For decades, Coca Cola has owned one of the most recognisable pieces of Christmas advertising in global media. The classic Christmas Trucks commercial is iconic for a reason. The warm glow of the red trucks, the snowy forest, the choir, the young boy ringing the church bell. For many families, its appearance on television marks the unofficial start of the Christmas season.
This year, Coca Cola replaced that legacy with an entirely new advertisement created with artificial intelligence. The result has sparked widespread criticism online. Viewers describe the visuals as unsettling, uncanny and emotionally hollow. The imagery resembles the type of AI generated holiday posts that circulate on Facebook rather than a flagship campaign from one of the largest consumer brands in the world.

What Coca Cola Released
According to Coca Cola, the new advertisement was part of its broader effort to integrate AI into creative work. The company has been publicly experimenting with AI assisted campaigns since early 2023. The Christmas ad is a montage of AI generated scenes intended to show how people around the world celebrate the holiday season.
However, viewers quickly noted issues. Many of the scenes contain distorted faces, unnatural lighting and physics that do not resemble real life. Several frames appear stitched together in ways that break continuity. The final product does not match the level of polish people expect from a company that has historically set industry standards for Christmas advertising.
Why This Feels Wrong to So Many People
Coca Cola’s Christmas branding is built on nostalgia and emotional familiarity. The classic Trucks advertisement works because it feels human. It is grounded in real cinematography, real actors and tangible settings. People associate it with memories, childhood and tradition.
By contrast, the AI version lacks a human signature. There is no emotional centre, no meaningful story and no sense of craft. What is most striking is that Coca Cola chose to replace a time trusted tradition with something that feels experimental and untested.

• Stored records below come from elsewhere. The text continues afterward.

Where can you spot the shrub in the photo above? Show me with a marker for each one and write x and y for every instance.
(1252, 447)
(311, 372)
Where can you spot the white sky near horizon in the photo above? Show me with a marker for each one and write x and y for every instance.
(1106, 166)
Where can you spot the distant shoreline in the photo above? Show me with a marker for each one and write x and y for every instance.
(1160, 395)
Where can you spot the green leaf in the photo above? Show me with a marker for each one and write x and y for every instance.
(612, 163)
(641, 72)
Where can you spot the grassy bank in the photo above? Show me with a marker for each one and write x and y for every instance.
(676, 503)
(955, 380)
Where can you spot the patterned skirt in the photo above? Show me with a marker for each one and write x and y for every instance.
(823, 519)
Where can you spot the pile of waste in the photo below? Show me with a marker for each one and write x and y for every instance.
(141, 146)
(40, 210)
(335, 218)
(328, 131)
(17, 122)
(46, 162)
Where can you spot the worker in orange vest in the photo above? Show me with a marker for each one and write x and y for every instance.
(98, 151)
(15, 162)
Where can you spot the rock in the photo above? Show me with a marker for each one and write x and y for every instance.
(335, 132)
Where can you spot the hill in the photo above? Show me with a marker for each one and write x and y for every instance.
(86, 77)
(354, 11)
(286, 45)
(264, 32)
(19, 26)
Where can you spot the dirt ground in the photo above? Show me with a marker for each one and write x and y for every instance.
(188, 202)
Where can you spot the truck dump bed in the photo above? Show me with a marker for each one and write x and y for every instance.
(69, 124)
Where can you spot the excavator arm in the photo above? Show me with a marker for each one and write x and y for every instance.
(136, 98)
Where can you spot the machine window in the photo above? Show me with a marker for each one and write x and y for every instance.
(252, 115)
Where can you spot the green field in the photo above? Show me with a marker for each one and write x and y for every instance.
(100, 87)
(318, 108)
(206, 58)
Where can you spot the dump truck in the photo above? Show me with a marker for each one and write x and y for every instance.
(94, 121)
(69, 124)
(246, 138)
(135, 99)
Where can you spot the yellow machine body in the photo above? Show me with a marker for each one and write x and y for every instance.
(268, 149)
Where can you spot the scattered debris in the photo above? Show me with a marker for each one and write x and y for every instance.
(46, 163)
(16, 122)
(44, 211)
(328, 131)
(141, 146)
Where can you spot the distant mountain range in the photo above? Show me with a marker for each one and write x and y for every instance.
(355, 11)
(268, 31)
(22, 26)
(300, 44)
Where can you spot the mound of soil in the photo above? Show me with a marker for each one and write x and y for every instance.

A Wider Concern About AI in Creative Work
As a tech publication, we often highlight the ways AI can accelerate workflows, enable new creative possibilities and expand access to tools that once required specialised skills. There is tremendous value in that.
However, AI also has limits. There is a difference between using AI to enhance human creativity and using it to replace cultural touchstones that rely on emotional depth. The arts work when there is intention, perspective and care. A Christmas advertisement is not simply content to fill space. It is storytelling.
Coca Cola’s decision highlights a growing trend of major brands replacing handcrafted creative work with AI produced material that lacks the human connection audiences expect. When a company with the resources of Coca Cola opts for an AI shortcut on its most important seasonal campaign, it sends a message about where the industry is heading.

Viewers Are Not Wrong To Expect Better
Coca Cola has every right to experiment, but the public is also justified in its disappointment. The original Christmas Trucks advertisement became iconic because it was made with effort and artistry. When that is replaced with an AI generated reel that feels impersonal, people notice.
The question is not whether AI should be used in advertising. The question is where it should be used. Tools that help artists work faster or unlock new visual ideas can add value. Tools that replace emotional craft with algorithmic output erode the very things audiences care about.
This year’s Coca Cola Christmas ad is a reminder that technology should help the arts grow upward, not flatten them.